This study is concerned with the problem of analysis and optimization of inerter-based systems. A main inerter system is generally composed of an inerter, a spring, and viscous damper. Series–parallel inerter systems and series inerter systems are two commonly used configurations of inerter-based systems. First, in this study, the H_∞ optimum parameters of inerter-based isolators are derived to minimize the compliance and mobility transfer function of a single-degree-of-freedom system under a harmonic ground acceleration excitation. Under the optimum tuning condition, it is shown that the proposed inerter-based isolators when compared with the traditional dynamic vibration absorber provide larger suppression of the peak value of the magnitude of compliance and mobility transfer functions of the primary system. For the studied cases, more than 40% and 45% improvement can be attained in terms of minimizing the compliance and mobility transfer functions, respectively, as compared with the traditional dynamic vibration absorber for the series–parallel inerter system and 15% and 11% improvement can be attained respectively, for the series inerter system. Finally, further comparison between the inerter-based isolators and traditional dynamic vibration absorber under white noise excitation also shows that the series–parallel inerter system and series inerter systems are superior to the traditional dynamic vibration absorber. The results of the studied systems show that more than 23% and 16% improvement are attained in terms of minimizing the compliance and mobility transfer functions respectively, as compared with the traditional dynamic vibration absorber for the series–parallel inerter system and 26% and 13% improvement can be attained respectively, for the series inerter system. The optimal parameters for different cases are obtained. It is shown that the optimal parameters obtained using the minimized mobility transfer function are smaller than those using the compliance transfer function at all mass ratios or inertance-to-mass ratio. The results of this study can provide theoretical basis for design of the optimal inerter-based isolators in engineering practice.

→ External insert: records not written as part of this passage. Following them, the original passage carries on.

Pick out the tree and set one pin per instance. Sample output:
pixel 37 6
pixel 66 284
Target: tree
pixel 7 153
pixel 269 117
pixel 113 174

这个 研究 与基于惯性系统的分析和优化有关。主惰道系统通常由惰道，弹簧和粘性阻尼器组成。 系列–平行惰性系统s 串联惯性系统s 通常是两个 用过的 基于惯性系统的配置s。第一， 在这 研究， ^ h _∞ 推导了基于惯性的隔离器的最佳参数，以最大程度地降低柔性和迁移率传递函数 单学位谐波地面加速度激励下的自由系统。下 的 最佳调谐条件，表明与传统的动态吸振器相比，拟议中的基于惯性的隔离器可以更大程度地抑制柔度和迁移率传递函数的峰值s 主系统。对于所研究的案例，就最小化顺应性和迁移率传递功能而言，可以实现40％和45％以上的改进s与传统的相比 动态吸振器 为了 系列–平行惰性系统 分别可以提高15％和11％， 为了 串联惰性系统。最后，基于惯性的隔离器与传统隔离器之间的进一步比较 动态吸振器 在白噪声激发下也表明 系列–平行惰性系统 和 串联惰性系统s 优于传统 动态吸振器。研究系统的结果表明 米在使法规遵从性和流动性转移功能最小化方面，矿石分别提高了23％和16％s 分别， 与 的 传统的 动态吸振器 对于 的 系列–平行惰性系统 分别可以提高26％和13％， 为了 串联惰性系统。获得了针对不同情况的最佳参数。结果表明，在所有质量比或惯性质量比下，使用最小迁移率传递函数获得的最优参数均小于使用顺应性传递函数获得的最优参数。研究结果可为工程实践中最佳基于惯性的隔离器设计提供理论依据。